Question

chisq.test usage and output interpretation

0

Entering edit mode

3.1 years ago

nanodano ▴ 30

Hi there,

I would like to figure out if my categorical assignment for eye color is significantly different than my colleagues' assignment across the samples. The data looks something like this:

head(cats)
 sampleID  SR_lables MY_lables
1   SA4001 dark brown dark brown
2   SA4002 dark brown dark brown
3   SA4003 dark brown dark brown
4   SA4004 dark brown dark brown
5   SA4005 dark brown dark brown
6   SA4006 dark brown dark brown

I think a chisq.test in R would be the best route to assess this (if you have other recommendations please let me know). But I'm not quite understanding how to go about it. I've got this far:

chisq.test(cats$SR_lables, cats$MY_lables)
Pearson's Chi-squared test

data:  cats$SR_lables and cats$MY_lables
X-squared = 1591.4, df = 42, p-value < 2.2e-16

But I'm not sure if I went about it correctly or what the output is telling me. Is it telling me that our assignments are significantly different from one another? Any help is appreciated! Thanks!

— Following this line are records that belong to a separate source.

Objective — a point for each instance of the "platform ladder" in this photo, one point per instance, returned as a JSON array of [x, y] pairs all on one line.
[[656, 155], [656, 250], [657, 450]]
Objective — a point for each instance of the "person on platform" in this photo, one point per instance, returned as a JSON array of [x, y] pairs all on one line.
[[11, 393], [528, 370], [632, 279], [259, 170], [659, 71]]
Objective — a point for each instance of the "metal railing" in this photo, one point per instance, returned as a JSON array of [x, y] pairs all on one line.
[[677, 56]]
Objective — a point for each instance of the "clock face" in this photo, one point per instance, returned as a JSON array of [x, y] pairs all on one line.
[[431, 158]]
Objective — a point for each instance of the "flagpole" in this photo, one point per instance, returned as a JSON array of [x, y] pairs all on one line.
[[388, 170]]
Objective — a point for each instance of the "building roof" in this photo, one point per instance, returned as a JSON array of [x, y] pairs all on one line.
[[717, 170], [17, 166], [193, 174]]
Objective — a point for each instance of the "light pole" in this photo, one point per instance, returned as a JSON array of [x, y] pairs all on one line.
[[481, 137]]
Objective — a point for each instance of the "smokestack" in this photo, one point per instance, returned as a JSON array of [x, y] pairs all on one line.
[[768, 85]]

categorical chisq.test variables chi R • 1.1k views

ADD COMMENT • link updated 3.1 years ago by Matthias Zepper 5.1k • written 3.1 years ago by nanodano ▴ 30

0

Entering edit mode

No. The null hypothesis is, that the factor levels of factor 'x' and factor 'y' are statistically independent, which is rejected here. But if your colleague labelled green eyes constantly as brown, that would still count as association, even though you have a mismatch.

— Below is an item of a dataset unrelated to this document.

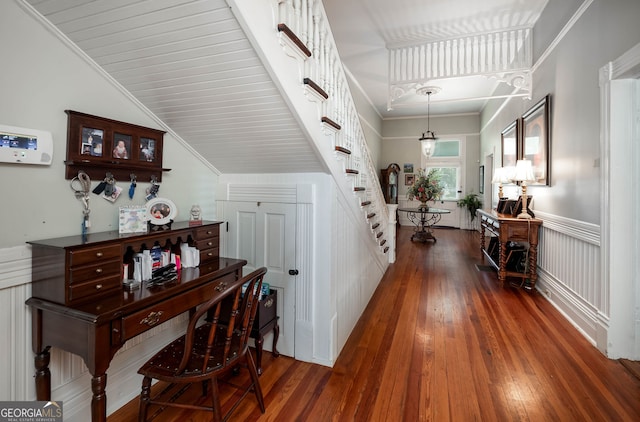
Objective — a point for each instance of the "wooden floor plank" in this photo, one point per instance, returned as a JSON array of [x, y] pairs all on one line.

One could more explicitly model this experiment as a Bernoulli_process with 0 for each mismatch between the two of you and 1 for each match and perform a bionomial test (which is indeed a chi.sqrt test): binom.test(Number of mismatches, Number of matches, Expected frequency, alternative = "two.sided"). In reality, it is probably not a perfect Bernoulli_process, because the component Bernoulli variables are not independent (prior assessments likely influence your current assessments = training effect) and the likely explanatory variable eye colour is not considered (you might be more in alignment for say brown eyes than discriminating blue eyes).

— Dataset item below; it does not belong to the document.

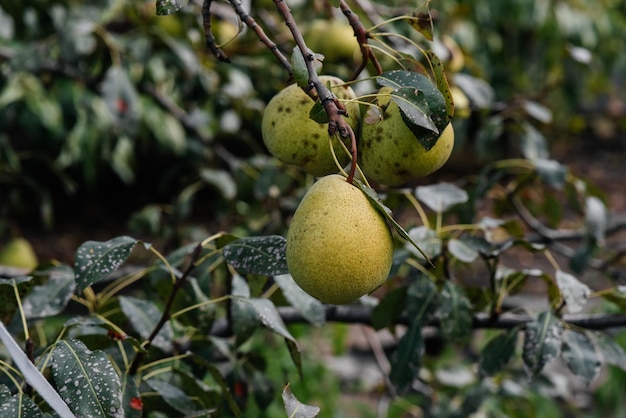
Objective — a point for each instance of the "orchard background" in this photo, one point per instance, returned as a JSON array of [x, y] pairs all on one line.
[[131, 161]]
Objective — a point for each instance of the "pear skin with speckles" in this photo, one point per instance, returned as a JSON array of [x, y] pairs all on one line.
[[390, 154], [339, 246], [292, 137]]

ADD REPLY • link 3.1 years ago by Matthias Zepper 5.1k

score 0 · Answer 1 · 2022-10-25

If you're interested in measuring agreement, you're using the wrong test. A chi-squared test measures association/independence and therefore will give the same p-value whether the two annotators agree all the time or disagree all the time. In your situation, you could simply give the fraction/percentage of cases where there's agreement. It is also very common to use Cohen's kappa index although its use has been criticized. There are also alternatives, search for measures of inter-rater agreement/reliability.